To support a range of studies, the authors extracted a host of basic vital signs directly from the signals. From the blood pressure waveforms they computed typical top and bottom pressures; from the breathing signal they estimated breathing rate; and from the electrocardiogram they derived heart rate. These values were calculated in short time windows, using established open-source algorithms and best-practice rules to avoid spurious readings. By packaging these measurements with every 30-second segment, the dataset allows researchers to test algorithms that predict blood pressure, heart rate, or breathing rate from the pulse signal alone, and to explore how these targets change together.
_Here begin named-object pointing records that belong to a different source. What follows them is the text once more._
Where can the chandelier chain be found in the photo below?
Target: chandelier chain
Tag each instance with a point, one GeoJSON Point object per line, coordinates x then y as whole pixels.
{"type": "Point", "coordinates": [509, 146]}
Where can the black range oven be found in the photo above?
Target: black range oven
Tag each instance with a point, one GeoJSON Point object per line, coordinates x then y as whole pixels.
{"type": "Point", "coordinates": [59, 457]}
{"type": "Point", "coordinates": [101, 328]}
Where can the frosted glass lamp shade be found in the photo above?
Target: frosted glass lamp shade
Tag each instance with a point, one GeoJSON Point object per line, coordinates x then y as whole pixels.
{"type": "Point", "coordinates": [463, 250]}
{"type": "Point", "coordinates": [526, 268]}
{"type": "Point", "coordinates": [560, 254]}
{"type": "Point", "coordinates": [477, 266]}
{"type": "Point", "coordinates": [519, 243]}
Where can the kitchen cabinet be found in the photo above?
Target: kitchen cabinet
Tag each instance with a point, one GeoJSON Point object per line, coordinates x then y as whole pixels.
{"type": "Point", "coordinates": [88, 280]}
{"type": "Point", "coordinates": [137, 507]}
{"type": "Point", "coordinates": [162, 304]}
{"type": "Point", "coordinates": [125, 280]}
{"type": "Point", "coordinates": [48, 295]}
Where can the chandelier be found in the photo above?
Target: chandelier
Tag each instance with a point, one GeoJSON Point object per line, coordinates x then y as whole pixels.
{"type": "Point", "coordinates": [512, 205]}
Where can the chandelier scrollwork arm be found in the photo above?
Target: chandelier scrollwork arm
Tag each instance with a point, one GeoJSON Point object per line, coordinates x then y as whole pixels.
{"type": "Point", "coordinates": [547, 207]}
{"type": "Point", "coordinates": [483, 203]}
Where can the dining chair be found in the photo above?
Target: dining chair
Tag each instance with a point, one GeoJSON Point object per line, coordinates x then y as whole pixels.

Making sure the signals are trustworthy

Real-world hospital data can be messy: sensors fall off, patients move, and cables disconnect. To avoid misleading analyses, the team built a signal quality pipeline that screens each segment. For every signal type, they checked for flat lines, missing values, implausible heart or breathing rates, and inconsistent beat shapes. Segments that passed all checks were marked as high quality; those with minor issues but still usable information were tagged as low quality; and segments with serious problems were excluded entirely. The authors also validated one key label, atrial fibrillation, by comparing it against expert-reviewed electrocardiogram annotations from another study, finding high agreement and nearly perfect specificity.

Figure 2
Figure 2.

A foundation for future health algorithms

By combining huge scale, detailed heart rhythm labels, multiple synchronized signals, and explicit quality scores, MIMIC-III-Ext-PPG offers a powerful testbed for data-driven medicine. Researchers can use it to benchmark new methods for detecting irregular heartbeats from wrist-like sensors, estimating blood pressure without a cuff, or building multi-task models that learn several vital signs at once. Although it is not meant to guide real-time medical decisions on its own, this open dataset lays the groundwork for more reliable and generalizable algorithms that may one day turn everyday pulse sensors into early warning systems for serious heart and lung problems.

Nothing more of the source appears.